SUBSTANCE: compressor-type device contains at least one compressor cylinder containing a piston connected to the crankshaft by means of a connecting rod using a pin. Each compressor cylinder is connected to the internal combustion engine directly or through a gearbox to the engine crankshaft. Each compressor cylinder carries out a suction process in which the piston moves along the axis from the TDC position of the angular rotation of the crankshaft to the BDC position of the angular rotation of the crankshaft of the compressor cylinder and draws in the volume of air masses required by the internal combustion engine to produce maximum power in proportion. Following the suction process is the purge process, during which the piston moves upward from the BDC to the TDC so that excess drawn-in air masses are removed or forced out of the compressor cylinder as the piston moves axially towards the TDC. The purging process is accompanied by the exhaust process when the piston approaches the TDC, during which the remaining air masses drawn into the compressor cylinder are sent to the internal combustion engine, based on the current engine load requirements.

EFFECT: reducing energy losses in an internal combustion engine.

4 cl, 12 dwg

Description

Link to related applications

This application claims priority to the filing date of U.S. Patent Application No. 16589772, filed October 1, 2019, which is the priority date.

Technical field of the invention

The present invention relates to the field of internal combustion engines.
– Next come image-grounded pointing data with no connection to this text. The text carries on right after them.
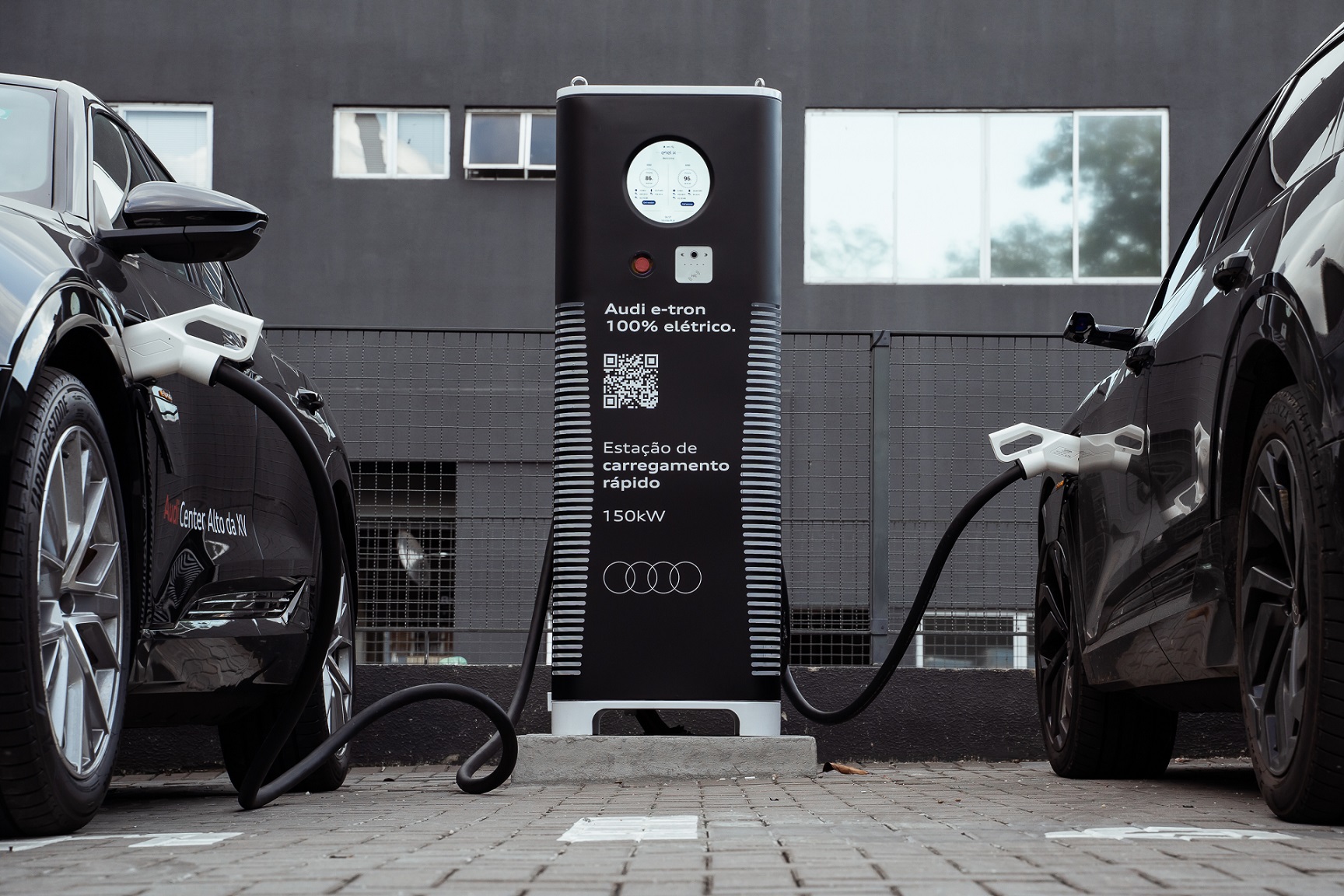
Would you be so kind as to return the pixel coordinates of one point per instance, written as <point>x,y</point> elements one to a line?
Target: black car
<point>1210,576</point>
<point>158,551</point>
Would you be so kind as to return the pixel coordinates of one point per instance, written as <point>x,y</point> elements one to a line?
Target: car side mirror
<point>180,223</point>
<point>1234,271</point>
<point>1083,328</point>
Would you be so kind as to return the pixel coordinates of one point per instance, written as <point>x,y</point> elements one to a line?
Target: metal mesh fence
<point>450,433</point>
<point>827,473</point>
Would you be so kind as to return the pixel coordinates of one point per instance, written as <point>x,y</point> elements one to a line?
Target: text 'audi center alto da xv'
<point>159,539</point>
<point>1210,576</point>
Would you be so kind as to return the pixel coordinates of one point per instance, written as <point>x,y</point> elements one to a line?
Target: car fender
<point>1272,345</point>
<point>64,310</point>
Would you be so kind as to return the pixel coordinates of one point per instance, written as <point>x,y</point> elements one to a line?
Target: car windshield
<point>27,128</point>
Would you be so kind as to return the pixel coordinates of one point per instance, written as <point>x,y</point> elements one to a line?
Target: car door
<point>1188,548</point>
<point>1111,520</point>
<point>205,438</point>
<point>282,502</point>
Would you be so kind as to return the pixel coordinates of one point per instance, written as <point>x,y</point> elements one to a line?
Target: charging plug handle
<point>1067,454</point>
<point>163,347</point>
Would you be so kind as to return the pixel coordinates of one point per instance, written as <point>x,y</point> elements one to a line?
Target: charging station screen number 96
<point>667,182</point>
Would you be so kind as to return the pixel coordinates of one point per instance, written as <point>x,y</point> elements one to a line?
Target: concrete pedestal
<point>553,759</point>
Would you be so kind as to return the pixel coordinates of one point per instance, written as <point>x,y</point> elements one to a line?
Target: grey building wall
<point>461,253</point>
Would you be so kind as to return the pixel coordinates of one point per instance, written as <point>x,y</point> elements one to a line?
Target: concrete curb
<point>922,715</point>
<point>555,759</point>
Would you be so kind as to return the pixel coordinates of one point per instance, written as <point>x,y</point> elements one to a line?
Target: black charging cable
<point>254,792</point>
<point>912,625</point>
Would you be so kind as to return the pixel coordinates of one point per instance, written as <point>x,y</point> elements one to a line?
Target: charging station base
<point>756,718</point>
<point>553,759</point>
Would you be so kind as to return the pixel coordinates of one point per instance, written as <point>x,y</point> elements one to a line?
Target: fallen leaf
<point>843,768</point>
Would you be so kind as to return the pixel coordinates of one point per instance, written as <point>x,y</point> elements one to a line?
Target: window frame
<point>985,236</point>
<point>524,144</point>
<point>123,108</point>
<point>393,113</point>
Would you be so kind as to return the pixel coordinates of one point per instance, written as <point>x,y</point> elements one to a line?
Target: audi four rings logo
<point>652,578</point>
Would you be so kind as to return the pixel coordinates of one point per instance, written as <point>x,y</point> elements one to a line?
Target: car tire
<point>65,614</point>
<point>1290,645</point>
<point>328,709</point>
<point>1087,733</point>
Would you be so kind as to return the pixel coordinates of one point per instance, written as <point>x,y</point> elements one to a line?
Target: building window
<point>976,639</point>
<point>183,138</point>
<point>509,144</point>
<point>985,197</point>
<point>390,142</point>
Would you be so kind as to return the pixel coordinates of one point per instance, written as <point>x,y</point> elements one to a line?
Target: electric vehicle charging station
<point>664,569</point>
<point>667,528</point>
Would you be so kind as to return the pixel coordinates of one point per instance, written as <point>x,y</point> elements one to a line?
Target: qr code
<point>629,380</point>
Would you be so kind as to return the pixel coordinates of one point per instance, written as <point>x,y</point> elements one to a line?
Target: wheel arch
<point>74,330</point>
<point>1273,351</point>
<point>1262,373</point>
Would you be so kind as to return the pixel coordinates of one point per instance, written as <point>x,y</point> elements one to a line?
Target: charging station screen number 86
<point>668,182</point>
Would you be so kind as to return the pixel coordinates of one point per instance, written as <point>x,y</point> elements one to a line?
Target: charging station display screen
<point>668,182</point>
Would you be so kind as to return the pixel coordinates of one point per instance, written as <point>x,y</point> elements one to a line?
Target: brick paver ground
<point>910,829</point>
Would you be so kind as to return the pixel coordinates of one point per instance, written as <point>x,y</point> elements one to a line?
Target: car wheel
<point>1290,656</point>
<point>330,707</point>
<point>1087,733</point>
<point>64,614</point>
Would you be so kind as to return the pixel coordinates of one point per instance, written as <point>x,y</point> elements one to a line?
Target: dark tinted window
<point>27,128</point>
<point>217,282</point>
<point>1261,187</point>
<point>1206,233</point>
<point>1305,132</point>
<point>117,167</point>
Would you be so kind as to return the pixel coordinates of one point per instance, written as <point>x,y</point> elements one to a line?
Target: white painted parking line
<point>637,828</point>
<point>1168,833</point>
<point>182,838</point>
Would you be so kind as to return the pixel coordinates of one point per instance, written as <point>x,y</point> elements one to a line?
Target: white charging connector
<point>163,345</point>
<point>1063,453</point>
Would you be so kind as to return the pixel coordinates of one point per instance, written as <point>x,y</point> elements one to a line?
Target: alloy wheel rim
<point>1276,630</point>
<point>1054,669</point>
<point>338,674</point>
<point>79,600</point>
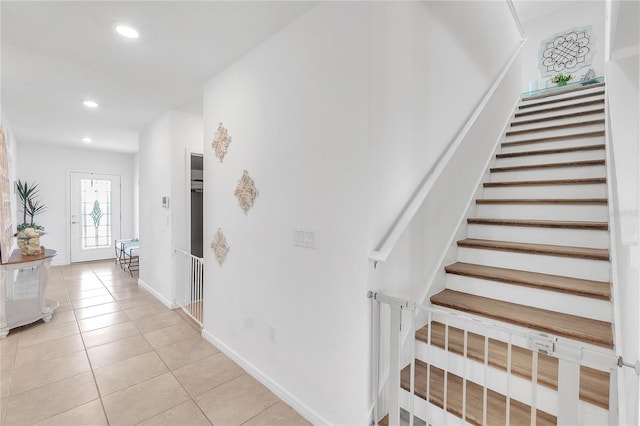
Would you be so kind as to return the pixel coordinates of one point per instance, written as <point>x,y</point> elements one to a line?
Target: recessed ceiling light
<point>127,31</point>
Prerequisites for creating an invention

The efficiency of an internal combustion engine is limited mainly due to the loss of thermal energy during its operation. In addition, its efficiency is further reduced due to the use of a certain device, namely the throttle, in conditions such as operation at partial engine load. The throttle is known to limit the amount of air in an internal combustion engine depending on the load requirements of the engine. A choke device can further reduce the efficiency of an internal combustion engine due to pumping and heat loss caused by its use. Its use may result in losses ranging from approximately 0% to 14% or more. Since engines operate under partial load conditions most of the time, an energy loss of 8% to 14% due to throttling is almost always observed. The lower the load, the higher the pumping losses.
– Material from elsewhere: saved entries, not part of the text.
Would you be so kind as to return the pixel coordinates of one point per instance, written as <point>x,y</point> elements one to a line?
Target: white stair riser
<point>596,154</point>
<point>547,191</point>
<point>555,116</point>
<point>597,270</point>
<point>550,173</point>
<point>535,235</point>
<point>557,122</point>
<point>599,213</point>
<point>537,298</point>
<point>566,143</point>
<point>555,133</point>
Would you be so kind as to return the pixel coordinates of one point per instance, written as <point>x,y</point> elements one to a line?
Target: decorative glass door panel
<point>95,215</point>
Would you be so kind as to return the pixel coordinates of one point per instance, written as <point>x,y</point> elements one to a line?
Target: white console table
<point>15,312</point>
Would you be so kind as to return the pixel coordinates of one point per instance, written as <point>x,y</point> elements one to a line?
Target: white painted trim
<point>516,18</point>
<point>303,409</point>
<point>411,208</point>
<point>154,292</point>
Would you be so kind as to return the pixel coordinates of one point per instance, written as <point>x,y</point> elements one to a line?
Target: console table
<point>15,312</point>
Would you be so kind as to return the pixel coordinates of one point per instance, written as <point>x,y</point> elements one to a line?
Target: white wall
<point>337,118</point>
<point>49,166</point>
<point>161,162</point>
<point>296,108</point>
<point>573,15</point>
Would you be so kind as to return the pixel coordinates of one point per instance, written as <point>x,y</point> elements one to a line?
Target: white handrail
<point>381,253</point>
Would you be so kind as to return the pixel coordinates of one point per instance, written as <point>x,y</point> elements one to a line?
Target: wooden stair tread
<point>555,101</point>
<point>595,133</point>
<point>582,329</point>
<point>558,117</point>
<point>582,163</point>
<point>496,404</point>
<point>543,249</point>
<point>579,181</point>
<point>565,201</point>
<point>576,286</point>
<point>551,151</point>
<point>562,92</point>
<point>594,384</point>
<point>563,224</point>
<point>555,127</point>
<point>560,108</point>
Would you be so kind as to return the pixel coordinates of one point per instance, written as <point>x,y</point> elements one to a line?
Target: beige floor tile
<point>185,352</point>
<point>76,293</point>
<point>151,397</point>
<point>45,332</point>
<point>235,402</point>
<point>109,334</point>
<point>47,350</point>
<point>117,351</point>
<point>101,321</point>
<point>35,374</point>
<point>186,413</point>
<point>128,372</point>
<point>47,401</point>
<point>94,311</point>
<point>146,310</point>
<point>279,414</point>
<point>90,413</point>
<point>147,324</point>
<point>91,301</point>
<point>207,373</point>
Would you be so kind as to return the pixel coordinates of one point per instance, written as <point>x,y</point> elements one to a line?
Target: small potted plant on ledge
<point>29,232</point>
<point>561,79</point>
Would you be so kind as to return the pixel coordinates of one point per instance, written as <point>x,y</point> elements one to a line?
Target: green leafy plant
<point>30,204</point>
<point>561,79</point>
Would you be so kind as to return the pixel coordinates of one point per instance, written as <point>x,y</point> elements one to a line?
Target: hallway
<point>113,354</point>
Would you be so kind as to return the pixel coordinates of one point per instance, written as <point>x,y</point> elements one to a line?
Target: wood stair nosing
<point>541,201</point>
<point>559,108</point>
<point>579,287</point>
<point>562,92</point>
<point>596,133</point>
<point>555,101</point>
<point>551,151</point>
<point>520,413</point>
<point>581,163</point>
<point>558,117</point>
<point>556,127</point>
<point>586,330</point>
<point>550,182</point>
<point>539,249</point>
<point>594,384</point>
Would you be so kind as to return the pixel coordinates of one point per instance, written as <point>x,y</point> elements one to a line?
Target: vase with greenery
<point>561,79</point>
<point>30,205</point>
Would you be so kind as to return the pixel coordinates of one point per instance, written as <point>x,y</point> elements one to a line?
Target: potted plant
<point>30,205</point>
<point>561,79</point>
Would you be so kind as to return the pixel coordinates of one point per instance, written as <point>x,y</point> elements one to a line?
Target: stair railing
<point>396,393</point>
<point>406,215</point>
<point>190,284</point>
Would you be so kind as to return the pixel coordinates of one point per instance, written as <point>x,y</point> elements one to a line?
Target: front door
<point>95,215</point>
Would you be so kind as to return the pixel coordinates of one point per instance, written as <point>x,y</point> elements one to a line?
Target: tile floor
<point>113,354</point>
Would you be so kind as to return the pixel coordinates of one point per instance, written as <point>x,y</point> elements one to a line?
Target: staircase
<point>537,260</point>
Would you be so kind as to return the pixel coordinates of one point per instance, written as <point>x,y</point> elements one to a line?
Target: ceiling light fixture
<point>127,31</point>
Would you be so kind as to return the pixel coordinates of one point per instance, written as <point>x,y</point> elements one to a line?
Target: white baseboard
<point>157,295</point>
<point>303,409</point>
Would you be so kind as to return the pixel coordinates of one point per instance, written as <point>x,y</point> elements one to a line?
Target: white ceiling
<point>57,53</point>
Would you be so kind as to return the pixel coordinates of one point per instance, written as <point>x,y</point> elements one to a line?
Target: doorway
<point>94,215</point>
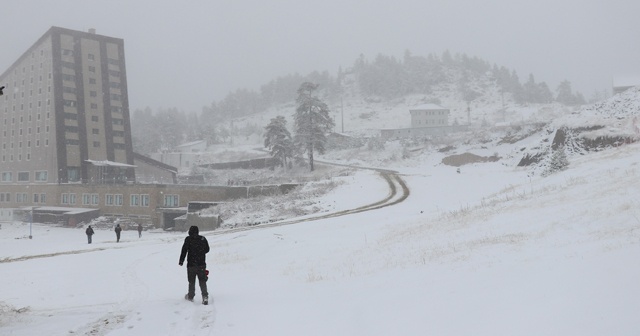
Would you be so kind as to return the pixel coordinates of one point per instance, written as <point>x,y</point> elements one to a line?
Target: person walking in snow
<point>195,248</point>
<point>89,233</point>
<point>118,229</point>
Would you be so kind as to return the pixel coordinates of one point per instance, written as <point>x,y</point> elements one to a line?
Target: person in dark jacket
<point>195,248</point>
<point>118,229</point>
<point>89,232</point>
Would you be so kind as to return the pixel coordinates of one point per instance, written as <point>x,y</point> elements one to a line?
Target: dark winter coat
<point>195,248</point>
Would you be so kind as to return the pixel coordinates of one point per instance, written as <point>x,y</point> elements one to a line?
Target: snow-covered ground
<point>489,251</point>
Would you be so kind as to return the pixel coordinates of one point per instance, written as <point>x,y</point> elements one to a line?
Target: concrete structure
<point>65,139</point>
<point>66,107</point>
<point>185,156</point>
<point>621,84</point>
<point>426,120</point>
<point>429,115</point>
<point>149,170</point>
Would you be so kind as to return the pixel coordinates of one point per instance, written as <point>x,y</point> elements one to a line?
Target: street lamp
<point>31,223</point>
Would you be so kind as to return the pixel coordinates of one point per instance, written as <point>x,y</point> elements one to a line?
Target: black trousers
<point>199,272</point>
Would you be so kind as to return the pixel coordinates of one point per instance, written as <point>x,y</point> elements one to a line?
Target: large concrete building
<point>66,152</point>
<point>65,111</point>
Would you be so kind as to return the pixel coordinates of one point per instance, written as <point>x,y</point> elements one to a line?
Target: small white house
<point>426,120</point>
<point>429,115</point>
<point>623,83</point>
<point>198,146</point>
<point>185,156</point>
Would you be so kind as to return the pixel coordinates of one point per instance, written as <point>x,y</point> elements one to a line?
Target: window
<point>7,177</point>
<point>41,176</point>
<point>171,200</point>
<point>70,103</point>
<point>23,176</point>
<point>73,173</point>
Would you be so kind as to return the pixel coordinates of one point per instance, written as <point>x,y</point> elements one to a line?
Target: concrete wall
<point>125,196</point>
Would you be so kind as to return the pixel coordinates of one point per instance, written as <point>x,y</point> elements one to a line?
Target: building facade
<point>65,139</point>
<point>426,120</point>
<point>429,115</point>
<point>66,107</point>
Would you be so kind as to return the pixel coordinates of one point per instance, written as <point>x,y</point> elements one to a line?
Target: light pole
<point>30,223</point>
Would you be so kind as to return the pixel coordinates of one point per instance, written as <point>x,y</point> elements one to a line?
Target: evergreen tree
<point>558,161</point>
<point>564,93</point>
<point>312,122</point>
<point>278,140</point>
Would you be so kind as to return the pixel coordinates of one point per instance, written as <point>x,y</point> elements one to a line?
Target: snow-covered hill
<point>487,251</point>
Brief description of the invention

The present invention provides a device that can replace the function of a throttle valve and therefore reduce energy loss in an internal combustion engine. The proposed device is a kind of unique compressor installation, see Fig. 1 , which can be added to internal combustion engines.

A compressor unit can be designed to operate in a variety of ways and can be configured either as a single compressor unit or as a complex of compressor units. The compressor(s) will function in such a way that its operation will regulate the amount of air mass that passes through its cylinder(s) into the internal combustion engine, thus replacing the functionality of the throttling device.
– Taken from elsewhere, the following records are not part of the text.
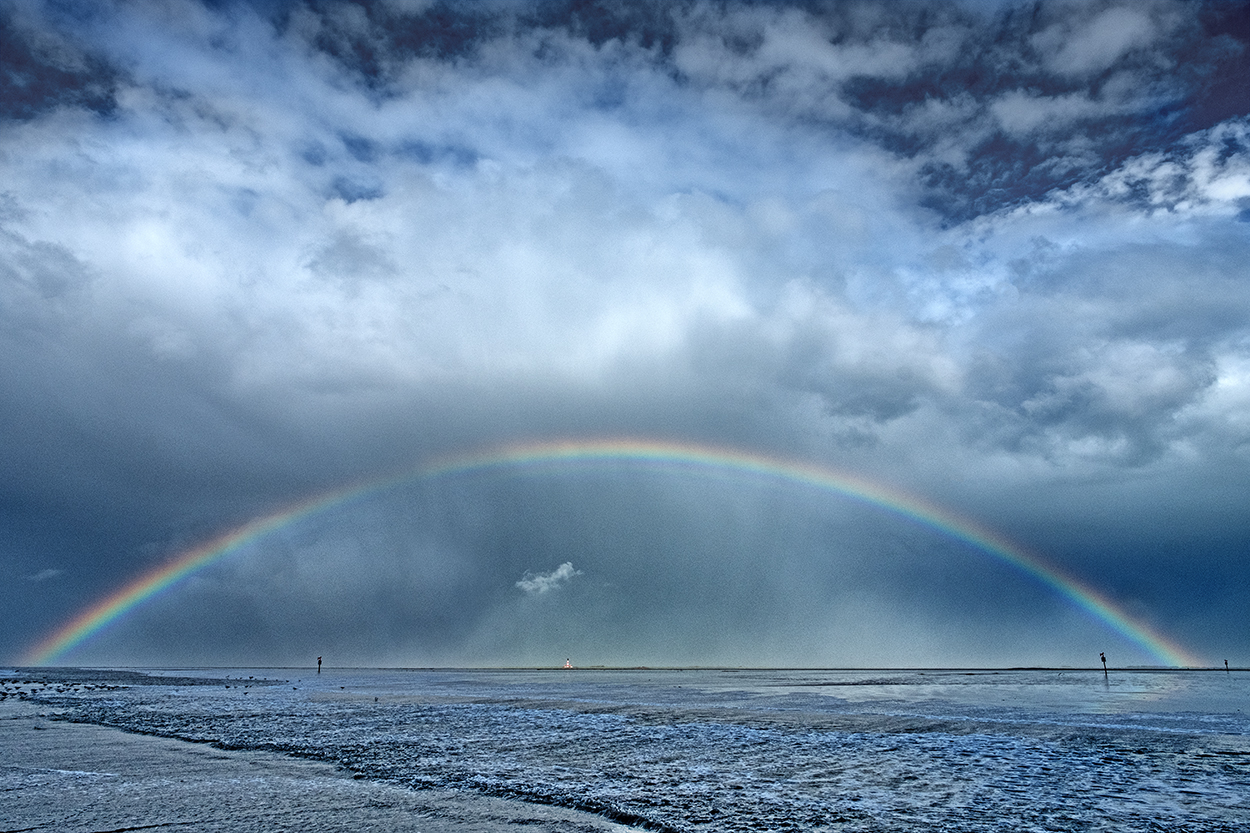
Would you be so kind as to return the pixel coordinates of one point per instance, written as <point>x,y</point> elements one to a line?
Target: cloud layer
<point>989,253</point>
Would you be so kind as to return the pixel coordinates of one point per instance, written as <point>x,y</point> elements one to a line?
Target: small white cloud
<point>539,583</point>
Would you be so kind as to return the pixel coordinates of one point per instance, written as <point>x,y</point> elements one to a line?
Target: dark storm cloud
<point>991,253</point>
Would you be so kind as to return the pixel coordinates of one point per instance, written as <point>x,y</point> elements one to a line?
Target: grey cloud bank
<point>991,254</point>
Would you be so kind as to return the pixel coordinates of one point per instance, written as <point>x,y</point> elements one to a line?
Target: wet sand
<point>79,778</point>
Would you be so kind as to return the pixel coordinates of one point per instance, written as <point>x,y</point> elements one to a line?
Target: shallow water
<point>749,749</point>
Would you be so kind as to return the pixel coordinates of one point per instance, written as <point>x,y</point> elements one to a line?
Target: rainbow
<point>95,618</point>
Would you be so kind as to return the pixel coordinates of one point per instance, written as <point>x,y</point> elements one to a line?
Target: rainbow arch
<point>111,608</point>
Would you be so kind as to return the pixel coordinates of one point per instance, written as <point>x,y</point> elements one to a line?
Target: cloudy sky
<point>989,254</point>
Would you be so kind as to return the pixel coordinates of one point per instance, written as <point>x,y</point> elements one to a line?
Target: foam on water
<point>706,749</point>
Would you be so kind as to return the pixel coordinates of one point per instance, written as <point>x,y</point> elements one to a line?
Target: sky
<point>990,255</point>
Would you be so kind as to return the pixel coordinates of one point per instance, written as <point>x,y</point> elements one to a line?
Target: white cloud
<point>540,583</point>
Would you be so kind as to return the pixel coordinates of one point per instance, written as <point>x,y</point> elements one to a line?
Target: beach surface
<point>678,751</point>
<point>79,778</point>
One way a compressor can regulate the amount of air mass is shown in Fig. 1 , which shows a compressor unit that controls the amount of air mass by re-expelling some of the drawn-in air, and this process is activated by controlling the intake, exhaust and removal of excess air valves in a certain way.

The compressor shown in Fig. works in another way. 6 , which depicts a compressor that limits the amount of air mass in the compressor during the air intake process by otherwise controlling the intake and exhaust valves. There may be other ways to control the amount of air supplied by the compressor for the purposes described.

Compressor valves can be controlled electronically, mechanically, pneumatically, differential pressure or any other way. For illustration in Fig. 1 , Fig. 2 , Fig. 3 , Fig. 4 , Fig. 5 and Fig. 6 shows only one compressor.

Brief description of drawings

Rice. 1 , which includes Fig. 1a and Fig. 1b is a diagram illustrating a compressor unit that replaces a throttle device in an internal combustion engine. It shows the main components of the compressor, including its three valves. The compressor can be connected to the internal combustion engine through its crankshaft, attached directly to the engine's crankshaft, or through a gearbox. In Fig. Figure 1a also shows sections of the crankshaft rotation angle when all three compressor valves are operating.

In Fig. 2 , which includes Fig. 2a and Fig. 2b shows the operation of only the valve 8 , “letting air in”. Thus, the "air inlet" valve 8 is actuated by opening at approximately 0° and closing after approximately 180° and up to approximately 190° or more depending on the design of the compressor, the temperature of the air mass and its inertia.

In Fig. 3 ( Fig. 3a and Fig. 3b ) shows the operation of only the “excess air removal” valve 10 , which opens approximately 180° and closes in the range from 180° to 320°, depending on the engine load.

In Fig. 4 ( Fig. 4a and Fig. 4b ) shows an alternative "bleeder" valve 10 that can open much earlier than 180° and still close between 180° and 320°, depending on engine load. .

In Fig. 5 ( Fig. 5a and Fig. 5b ) shows the operation of only valve 9 , the “air release”, which opens in the range from 180° to 320° and closes approximately 360°, depending on the load on the engine.

In Fig. 6 ( Fig. 6a and Fig. 6b ) shows a compressor unit, the operation of which regulates the amount of air mass by controlling the operation of the “air inlet” valve 8 , which opens at 0° and closes in the range from 40° to 320° of the crankshaft rotation angle .

Detailed Descriptions of Preferred Modifications of the Invention

As shown in Fig. 1 ( Fig. 1a and Fig. 1b ), the compressor, which will replace the throttle, is attached to the internal combustion engine 13 and includes:

cylinder 2 , piston 3 with pin 20 and connecting rod 4 , crankshaft 5 , which can be connected directly or through a gearbox 15 to the engine crankshaft 5 , top cover, suction tube or intake manifold 7 , tube or manifold that removes excess air 11 , a tube or manifold that removes air masses 6 and three individual valves. The valves that control the compressor are: Valve 8 , “Incoming air”, valve 10 , “Removing excess air” and valve 9 , “Exhausting air masses”. Each of the presented types of valves can exist in a single copy, or there can be several of them. These three types of valves in a compressor function in a specific way, which is described below.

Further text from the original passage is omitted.